After observing the above differences between cytoplasmic and nuclear puncta, we postulated that the nuclear puncta were not typical double-membraned autophagosomes. Since our laboratory has used transmission electron microscopy (TEM) to examine virus-infected cells for many years, we have a large archive of micrographs. We have already documented cytoplasmic autophagosomes by TEM in an earlier paper (5). For this report, we re-examined over 70 micrographs to look for any structures that resembled autophagosomes within the nuclei of uninfected or infected cells (Figure 2). In virus-infected monolayers during later timepoints (11), many viral capsids were seen in the nuclei; capsids measure 75–100 nm in diameter (5). Since autophagosomes typically are 4–6 fold larger, we should be able to easily identify these structures, if they were present in the nuclei of these cells (Figure 2, E–H). Note the diameter of a virion in a cytoplasmic vacuole as another size control (Figure 2, circled in H). However, we found no double-membraned structures within nuclei (Figure 2). We also examined nuclear preparations from uninfected MRC-5 fibroblasts for the presence of structures that resembled autophagosomes. As seen in representative TEM images in Figure 2 (A–D), no double-membraned structures were found in uninfected nuclei. Therefore, punctate LC3 staining within nuclei of cells was not due to the LC3-II embedded in the membrane of autophagosomes or an organelle resembling an autophagosome.
Figure 2.
Absence of double-membraned autophagosomal structures in electron micrographs of nuclei of uninfected and virus-infected cells. (A–D) Nuclei isolated from uninfected cells showed no double-membraned structures resembling autophagosomes when examined by TEM. Panel B is a magnification of the region within the black box in panel A. (E–H) Melanoma cells infected with VZV showed no autophagosomal-like structures in the nucleus. Cells were infected for 24 h (E) or 72 h (F–H) and imaged by TEM. Black arrows within nuclei point to viral capsids of approximately 75–100 nm diameter. Circle in panel (H) encloses virions within a cytoplasmic vacuole. Nu = nucleus; Cy = cytoplasm. Scale bars included in each panel.

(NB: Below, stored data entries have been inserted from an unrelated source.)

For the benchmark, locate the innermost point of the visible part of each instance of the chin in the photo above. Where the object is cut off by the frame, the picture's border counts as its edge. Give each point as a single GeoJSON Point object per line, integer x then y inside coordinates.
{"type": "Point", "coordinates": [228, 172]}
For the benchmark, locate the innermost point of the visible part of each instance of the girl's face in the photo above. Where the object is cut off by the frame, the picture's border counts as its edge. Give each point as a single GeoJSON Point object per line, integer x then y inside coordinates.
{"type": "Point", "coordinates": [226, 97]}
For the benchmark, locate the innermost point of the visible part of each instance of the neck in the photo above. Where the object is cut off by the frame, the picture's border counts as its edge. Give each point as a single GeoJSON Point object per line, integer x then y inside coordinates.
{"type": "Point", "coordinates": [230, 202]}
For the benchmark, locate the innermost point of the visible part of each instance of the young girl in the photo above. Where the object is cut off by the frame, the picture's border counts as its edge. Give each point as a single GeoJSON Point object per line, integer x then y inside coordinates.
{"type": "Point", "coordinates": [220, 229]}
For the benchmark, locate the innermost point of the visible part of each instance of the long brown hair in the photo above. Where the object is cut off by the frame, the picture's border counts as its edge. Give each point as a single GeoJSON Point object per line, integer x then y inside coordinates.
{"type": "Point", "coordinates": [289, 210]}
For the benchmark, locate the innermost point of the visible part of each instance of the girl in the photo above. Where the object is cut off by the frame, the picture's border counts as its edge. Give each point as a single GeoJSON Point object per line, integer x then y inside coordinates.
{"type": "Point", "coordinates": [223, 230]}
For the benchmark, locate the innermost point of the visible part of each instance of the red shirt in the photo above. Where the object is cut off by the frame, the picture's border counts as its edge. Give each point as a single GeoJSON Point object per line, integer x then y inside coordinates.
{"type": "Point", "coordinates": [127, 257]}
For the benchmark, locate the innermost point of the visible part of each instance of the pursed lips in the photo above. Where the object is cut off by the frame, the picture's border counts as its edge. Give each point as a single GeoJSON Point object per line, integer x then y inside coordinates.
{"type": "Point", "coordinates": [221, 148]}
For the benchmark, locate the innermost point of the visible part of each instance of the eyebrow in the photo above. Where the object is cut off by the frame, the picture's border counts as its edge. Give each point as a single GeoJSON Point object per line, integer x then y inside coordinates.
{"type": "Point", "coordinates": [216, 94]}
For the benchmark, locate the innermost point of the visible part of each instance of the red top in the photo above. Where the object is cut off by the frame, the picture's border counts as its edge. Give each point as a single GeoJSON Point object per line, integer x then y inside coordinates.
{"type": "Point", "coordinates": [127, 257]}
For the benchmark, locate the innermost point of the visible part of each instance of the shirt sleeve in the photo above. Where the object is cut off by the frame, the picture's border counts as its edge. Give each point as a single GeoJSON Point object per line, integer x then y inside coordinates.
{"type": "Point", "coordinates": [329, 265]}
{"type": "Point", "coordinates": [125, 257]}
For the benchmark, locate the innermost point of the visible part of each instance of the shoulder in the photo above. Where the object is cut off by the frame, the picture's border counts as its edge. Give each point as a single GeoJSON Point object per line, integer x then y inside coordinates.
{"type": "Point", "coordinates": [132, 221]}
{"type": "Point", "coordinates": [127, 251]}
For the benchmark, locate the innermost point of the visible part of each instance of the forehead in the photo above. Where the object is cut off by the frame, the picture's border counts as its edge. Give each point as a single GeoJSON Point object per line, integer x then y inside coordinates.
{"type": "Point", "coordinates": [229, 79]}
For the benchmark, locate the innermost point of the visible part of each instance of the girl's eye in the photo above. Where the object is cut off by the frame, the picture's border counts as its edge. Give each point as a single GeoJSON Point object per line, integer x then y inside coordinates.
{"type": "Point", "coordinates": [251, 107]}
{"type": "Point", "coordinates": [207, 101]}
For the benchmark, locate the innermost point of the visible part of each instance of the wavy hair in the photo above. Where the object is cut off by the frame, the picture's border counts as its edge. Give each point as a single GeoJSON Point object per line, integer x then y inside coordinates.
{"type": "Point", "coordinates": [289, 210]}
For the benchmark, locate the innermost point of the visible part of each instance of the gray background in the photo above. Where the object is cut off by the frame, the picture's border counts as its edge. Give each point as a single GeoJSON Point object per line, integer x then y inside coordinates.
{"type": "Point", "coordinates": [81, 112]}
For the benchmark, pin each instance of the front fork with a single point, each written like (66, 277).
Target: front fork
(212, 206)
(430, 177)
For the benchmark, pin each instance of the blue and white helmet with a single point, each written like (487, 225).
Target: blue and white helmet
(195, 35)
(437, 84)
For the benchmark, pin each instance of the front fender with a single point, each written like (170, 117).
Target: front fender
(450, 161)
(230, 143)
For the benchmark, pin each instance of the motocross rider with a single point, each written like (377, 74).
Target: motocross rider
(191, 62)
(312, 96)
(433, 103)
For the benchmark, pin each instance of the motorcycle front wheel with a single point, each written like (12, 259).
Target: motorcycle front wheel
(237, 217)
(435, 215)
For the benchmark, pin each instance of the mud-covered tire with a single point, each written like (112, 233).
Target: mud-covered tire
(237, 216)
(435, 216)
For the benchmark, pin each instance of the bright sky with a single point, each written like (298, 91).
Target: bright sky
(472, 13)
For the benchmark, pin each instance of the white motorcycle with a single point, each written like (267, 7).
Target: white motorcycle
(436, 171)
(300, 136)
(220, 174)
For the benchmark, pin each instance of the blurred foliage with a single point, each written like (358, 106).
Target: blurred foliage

We were intrigued when we read two recent autophagy papers in which the authors had observed what were called nuclear puncta identified by various anti-LC3 antibody reagents (8), (9). The authors were uncertain as to their function but speculated that the nuclear puncta may be related to autophagy. We know of no reason why our data about VZV-induced autophagy should not be applicable broadly. In particular, viral capsids in the nucleus provide a valuable marker for any structures >100 nm. Yet we see no structures compatible in size with autophagosomes in nuclei. Based on data acquired in our VZV-induced autophagy system, therefore, we postulate that these nuclear puncta are not related to autophagosome production.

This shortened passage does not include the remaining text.